I had a happy time visiting relatives there who I love so much, and I tried my able best to eat an entire amazing strawberry rhubarb pie my aunt R. made for me!
We also celebrated our 29th wedding anniversary in high style, going to a mediterranean restaurant we hadn’t visited in 20 years. The food was so good I had to wonder why we haven’t been back there in so long, the food was always the best!
I took road trips to visit some of my best friends in Richmond VA and Hope Mills NC, literally smelled the roses, walked many miles, ate in more fantastic restaurants, and enjoyed being 12 weeks off chemotherapy. I hoped I would be free of chemotherapy and cancer forever!
The cancer community uses the word scanxiety to describe the feeling of unease before a day of scanning, and it is perfect. I have been a bit anxious for the last few days. Today I was scheduled for my first CT scan since the radiation, to gauge the effectiveness of the treatment. The blood work showed my liver enzymes were comfortably in the desired range, but my CEA was 10, up from 5.1 on May 3rd. That value doubling in 3 weeks is not a good sign. When I met with my oncologist I could tell there was something bad in the CT results, because he had tears welling up in his eyes. The scan revealed two peritoneal tumors, one 1.7cm and the other 1.9cm, and several additional suspicious nodules, all appearing since the previous CT. This is pretty aggressive growth in the 12-week absence of chemotherapy.

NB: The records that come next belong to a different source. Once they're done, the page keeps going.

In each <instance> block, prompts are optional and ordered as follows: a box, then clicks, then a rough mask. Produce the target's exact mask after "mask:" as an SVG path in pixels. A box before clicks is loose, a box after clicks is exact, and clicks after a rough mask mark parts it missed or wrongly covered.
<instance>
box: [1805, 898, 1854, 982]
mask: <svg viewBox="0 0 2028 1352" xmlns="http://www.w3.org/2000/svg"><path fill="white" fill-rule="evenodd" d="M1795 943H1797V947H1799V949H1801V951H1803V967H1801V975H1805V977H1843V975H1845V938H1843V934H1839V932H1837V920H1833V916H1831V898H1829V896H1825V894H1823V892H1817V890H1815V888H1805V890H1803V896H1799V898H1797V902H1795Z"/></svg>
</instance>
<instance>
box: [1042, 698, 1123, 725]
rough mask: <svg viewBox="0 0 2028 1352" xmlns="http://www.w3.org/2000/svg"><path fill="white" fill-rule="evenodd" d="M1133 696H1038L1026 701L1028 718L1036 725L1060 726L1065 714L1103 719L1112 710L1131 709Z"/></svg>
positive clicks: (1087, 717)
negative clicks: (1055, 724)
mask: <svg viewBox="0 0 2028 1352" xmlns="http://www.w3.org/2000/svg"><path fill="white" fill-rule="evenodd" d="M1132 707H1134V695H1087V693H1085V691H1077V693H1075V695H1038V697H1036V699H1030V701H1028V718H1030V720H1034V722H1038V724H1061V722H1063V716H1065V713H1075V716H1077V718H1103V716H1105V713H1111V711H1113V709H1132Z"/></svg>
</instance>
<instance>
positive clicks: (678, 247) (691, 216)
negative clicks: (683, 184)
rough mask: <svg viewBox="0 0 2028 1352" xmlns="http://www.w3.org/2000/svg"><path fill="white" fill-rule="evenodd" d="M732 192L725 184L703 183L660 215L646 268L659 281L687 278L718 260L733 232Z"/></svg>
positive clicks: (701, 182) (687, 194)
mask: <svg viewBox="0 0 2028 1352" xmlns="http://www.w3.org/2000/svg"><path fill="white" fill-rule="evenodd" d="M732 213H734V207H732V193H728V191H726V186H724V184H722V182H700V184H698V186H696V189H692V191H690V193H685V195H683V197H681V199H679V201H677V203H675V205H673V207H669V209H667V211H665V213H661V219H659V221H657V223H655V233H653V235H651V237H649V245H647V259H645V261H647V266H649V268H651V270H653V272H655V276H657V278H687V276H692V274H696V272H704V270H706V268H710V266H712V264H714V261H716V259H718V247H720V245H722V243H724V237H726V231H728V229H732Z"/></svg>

This is not an operable condition, there are just too many nodules. Our best hope is to use chemotherapy to slow or reverse the progression of disease. There are studies we might be able to enroll in, that use novel immunotherapy approaches, so that is one path to explore. Otherwise we do FOLFIRI + Bevacizumab chemotherapy and hope for the best. I asked the oncologist, with treatment how long I might expect to live and he answered, about two years is the median so some much less, some much more.
There was good news from the radiation oncologist. Even though this CT was done earlier than is usual after the radiation treatment, the liver tumor appears to be stable and the scar tissue left behind is shrinking as the liver heals better than expectations.
Another bright ray of sunshine is that Natera agreed to sequence my tumor and develop a blood test showing the amount of circulating tumor DNA in my blood samples. This can be used to determine whether a chemotherapy regimen is working to reduce more metastasis.
I’ve been reading a book about starving cancer and I’m wondering if I can help the chemotherapy work better by feeding the cancer ketones instead of sugar, fasting to activate autophagy, cutting all sugar out of my diet, and eating more cruciferous vegetables. Of course, peritoneal cancer comes with side effects of malnutrition, so it is something that would have to be realistic and monitored. And I learned the hard way in the last chemotherapy rounds, that an empty stomach was a nauseated stomach. So far today it has worked well, my blood sugar is 90, I made cast iron roasted chicken, a bit of stir-fried broccoli on the side, and drank lots of water to expel the iodine contrast medium.
And so I am sorry to say, it’s pretty grave news I have to share today. I’m doing pretty okay with the news though. After two heart attacks and now three kinds of cancer (colon, liver, and peritoneal), I’ve gone through all the emotions and stages I think I can go through already about my own mortality. I’ve developed a dark sense of humor about it that gets concerned looks from my family. Most of my worries right now are about the people I leave behind.
We all have a finite number of days ahead of us. My situation is no different, just with some fewer days. I resolve to enjoy it more, appreciate the little things, and live my life with gratefulness and joy for all the gifts I’ve been given.